Yep, two of the three outer contacts where damaged. Actually the one in the middle-front is completely destroyed.
Bottom line: So much for ruggedness, Kyocera. This Kyocera Phone has a nice “manly” outer shell, but water and sand actually gets inside the inner shell and starts rusting the screws in there.
Also, I need to point out that there is a lot of GLUE used to seal the whole design in our Kyocera Brigadier phones. It felt kind of cheap.
To add into the cheap side, that matte black finish your Kyocera Brigadier got, is just an easily scratchable elastic “paint”. The usual shiny black plastic will surface “in no time at all”.

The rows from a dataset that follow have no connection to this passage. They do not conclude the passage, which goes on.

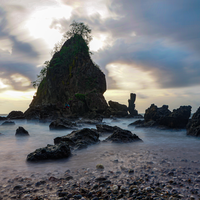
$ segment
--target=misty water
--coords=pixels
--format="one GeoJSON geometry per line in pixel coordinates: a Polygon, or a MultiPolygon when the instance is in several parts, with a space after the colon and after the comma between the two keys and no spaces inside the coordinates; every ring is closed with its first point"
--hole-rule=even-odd
{"type": "MultiPolygon", "coordinates": [[[[109,170],[116,165],[113,162],[116,159],[122,165],[128,165],[125,156],[128,154],[133,157],[135,155],[135,166],[142,158],[145,159],[142,162],[158,162],[158,160],[170,158],[177,165],[185,164],[187,167],[200,163],[200,138],[187,136],[186,130],[142,129],[128,126],[135,120],[118,119],[113,121],[112,119],[104,119],[103,122],[130,130],[138,135],[143,142],[129,144],[101,142],[87,149],[74,152],[73,156],[68,159],[39,163],[26,162],[27,155],[37,148],[53,144],[55,137],[67,135],[72,130],[50,131],[49,123],[14,120],[16,125],[0,126],[0,175],[1,177],[12,177],[20,174],[30,175],[32,173],[44,175],[49,172],[64,172],[67,169],[95,168],[99,163],[109,170]],[[30,136],[16,137],[15,132],[19,126],[23,126],[30,136]],[[156,159],[154,159],[155,156],[156,159]]],[[[83,125],[81,128],[84,127],[95,128],[95,125],[83,125]]],[[[101,136],[100,140],[102,141],[107,136],[101,136]]]]}

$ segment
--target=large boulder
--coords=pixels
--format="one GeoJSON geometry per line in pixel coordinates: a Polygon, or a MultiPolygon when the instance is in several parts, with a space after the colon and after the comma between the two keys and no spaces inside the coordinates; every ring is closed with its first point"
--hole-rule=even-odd
{"type": "Polygon", "coordinates": [[[36,149],[34,152],[28,154],[27,161],[55,160],[68,158],[70,155],[71,151],[66,143],[58,145],[48,144],[46,147],[36,149]]]}
{"type": "Polygon", "coordinates": [[[50,130],[64,130],[64,129],[73,129],[77,127],[75,122],[71,122],[67,119],[59,118],[50,123],[49,129],[50,130]]]}
{"type": "Polygon", "coordinates": [[[24,113],[22,111],[11,111],[8,116],[8,119],[24,119],[24,113]]]}
{"type": "Polygon", "coordinates": [[[191,108],[191,106],[180,106],[178,109],[174,109],[161,125],[169,128],[186,128],[191,115],[191,108]]]}
{"type": "Polygon", "coordinates": [[[51,104],[31,106],[24,112],[24,117],[29,120],[55,120],[61,117],[61,110],[51,104]]]}
{"type": "Polygon", "coordinates": [[[145,110],[144,120],[156,121],[158,124],[162,124],[165,121],[165,117],[171,114],[171,111],[168,109],[167,105],[163,105],[161,108],[158,108],[156,105],[151,104],[151,106],[145,110]]]}
{"type": "Polygon", "coordinates": [[[98,143],[99,133],[95,129],[84,128],[54,139],[54,144],[60,144],[61,142],[65,142],[74,150],[83,149],[88,145],[98,143]]]}
{"type": "Polygon", "coordinates": [[[120,104],[115,101],[108,102],[110,106],[110,114],[116,117],[126,117],[128,116],[128,107],[124,104],[120,104]]]}
{"type": "Polygon", "coordinates": [[[104,140],[104,142],[116,142],[116,143],[129,143],[142,141],[136,134],[132,134],[131,131],[121,128],[116,129],[112,135],[104,140]]]}
{"type": "Polygon", "coordinates": [[[192,118],[186,126],[186,129],[187,135],[200,137],[200,107],[193,114],[192,118]]]}
{"type": "Polygon", "coordinates": [[[70,105],[70,114],[102,113],[107,108],[103,96],[105,91],[105,74],[91,60],[82,36],[75,35],[53,55],[46,77],[40,83],[25,117],[30,117],[30,112],[33,113],[37,107],[53,105],[59,109],[66,103],[70,105]]]}
{"type": "Polygon", "coordinates": [[[16,130],[15,135],[16,136],[29,136],[29,133],[22,126],[19,126],[19,128],[16,130]]]}
{"type": "Polygon", "coordinates": [[[130,99],[128,100],[128,111],[131,117],[135,117],[138,115],[138,111],[135,109],[135,100],[136,100],[136,94],[131,93],[130,99]]]}

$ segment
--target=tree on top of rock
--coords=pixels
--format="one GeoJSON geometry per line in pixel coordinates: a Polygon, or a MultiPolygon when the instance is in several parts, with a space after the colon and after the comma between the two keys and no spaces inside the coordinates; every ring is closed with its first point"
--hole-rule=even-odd
{"type": "Polygon", "coordinates": [[[89,28],[89,26],[85,25],[82,22],[78,23],[76,21],[73,21],[70,26],[71,29],[67,31],[63,37],[66,39],[70,39],[71,37],[74,37],[76,35],[81,35],[88,45],[89,42],[92,40],[92,36],[90,35],[92,30],[89,28]]]}
{"type": "MultiPolygon", "coordinates": [[[[52,55],[61,50],[61,48],[62,48],[63,44],[66,42],[66,40],[68,40],[72,37],[80,37],[80,36],[84,39],[84,41],[86,43],[86,45],[82,44],[81,50],[89,52],[88,44],[92,40],[92,36],[91,36],[92,30],[89,28],[89,26],[85,25],[82,22],[79,23],[79,22],[73,21],[73,23],[70,24],[70,27],[71,27],[71,29],[63,35],[62,40],[55,44],[55,46],[52,50],[52,55]]],[[[32,82],[34,88],[37,88],[40,85],[40,83],[42,82],[42,80],[46,77],[47,68],[49,67],[50,62],[45,61],[44,64],[45,65],[41,69],[39,75],[37,75],[37,79],[32,82]]]]}

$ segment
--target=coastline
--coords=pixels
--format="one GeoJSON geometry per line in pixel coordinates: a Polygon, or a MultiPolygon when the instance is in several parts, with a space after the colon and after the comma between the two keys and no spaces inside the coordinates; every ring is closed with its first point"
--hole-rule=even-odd
{"type": "Polygon", "coordinates": [[[99,152],[92,166],[1,176],[0,199],[199,199],[200,161],[166,150],[114,148],[99,152]]]}

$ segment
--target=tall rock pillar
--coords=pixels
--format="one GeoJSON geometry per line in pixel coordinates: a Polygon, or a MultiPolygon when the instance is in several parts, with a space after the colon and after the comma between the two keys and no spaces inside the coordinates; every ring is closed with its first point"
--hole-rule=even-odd
{"type": "Polygon", "coordinates": [[[132,117],[138,115],[138,111],[135,110],[135,100],[136,100],[136,94],[131,93],[130,99],[128,100],[128,111],[132,117]]]}

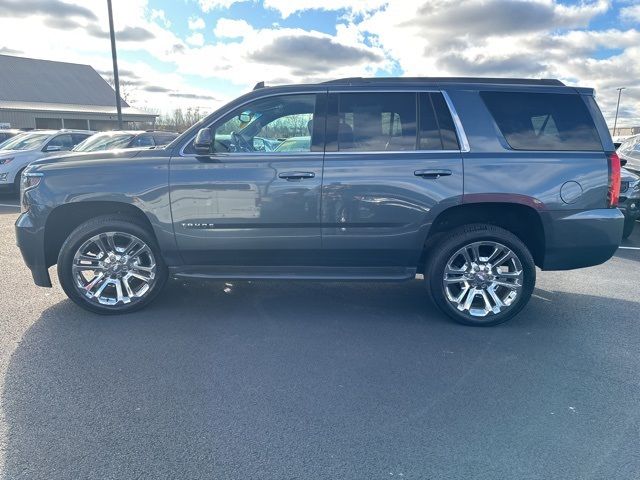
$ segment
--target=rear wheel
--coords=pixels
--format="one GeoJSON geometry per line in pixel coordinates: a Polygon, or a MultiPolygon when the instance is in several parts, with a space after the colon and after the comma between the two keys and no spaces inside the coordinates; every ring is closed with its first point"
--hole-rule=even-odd
{"type": "Polygon", "coordinates": [[[76,228],[58,256],[58,278],[81,307],[129,313],[149,304],[167,279],[153,236],[137,219],[106,215],[76,228]]]}
{"type": "Polygon", "coordinates": [[[531,253],[511,232],[477,224],[449,232],[433,247],[425,272],[434,303],[465,325],[513,318],[529,301],[536,271],[531,253]]]}

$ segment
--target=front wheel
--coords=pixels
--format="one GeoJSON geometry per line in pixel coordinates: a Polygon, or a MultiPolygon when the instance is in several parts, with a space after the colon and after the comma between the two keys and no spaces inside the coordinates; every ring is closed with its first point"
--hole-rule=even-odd
{"type": "Polygon", "coordinates": [[[624,217],[624,227],[622,228],[622,238],[626,240],[633,233],[633,228],[636,225],[635,218],[624,217]]]}
{"type": "Polygon", "coordinates": [[[531,297],[536,280],[533,258],[507,230],[485,224],[461,227],[432,252],[425,269],[429,293],[440,310],[459,323],[506,322],[531,297]]]}
{"type": "Polygon", "coordinates": [[[150,303],[167,280],[154,237],[135,218],[105,215],[76,228],[58,256],[58,278],[81,307],[113,315],[150,303]]]}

Before “upgrading” into the Brigadier, I did enjoy another water-proof phone, the Fujitsu F-01F (japan made, only for Japan Market, distributed by DOCOMO telco between 2012 and 2013).
I did open the Fujitsu F-01F too, only to find and admire a vastly better engineered water containment system and phone in general. That Fujitsu was a really cool phone. For instance, there was no need to cover the micro USB or headphone connectors.
I did have the misfortune to slip the Fujitsu phone into concrete floor, shattering the (Gorilla Glass 3) screen. This screen accident fueled my Kyocera Brigadier purchase. Now the screen is pure sapphire, but the Nano Sim Slot is pure crap and even the inner screws get rusted.
Hopefully this story and pictures may be of use for you, reader. Me, I got 100% frustrated, as I lost 400 USD on my Kyocera Brigadier and could never actually use it.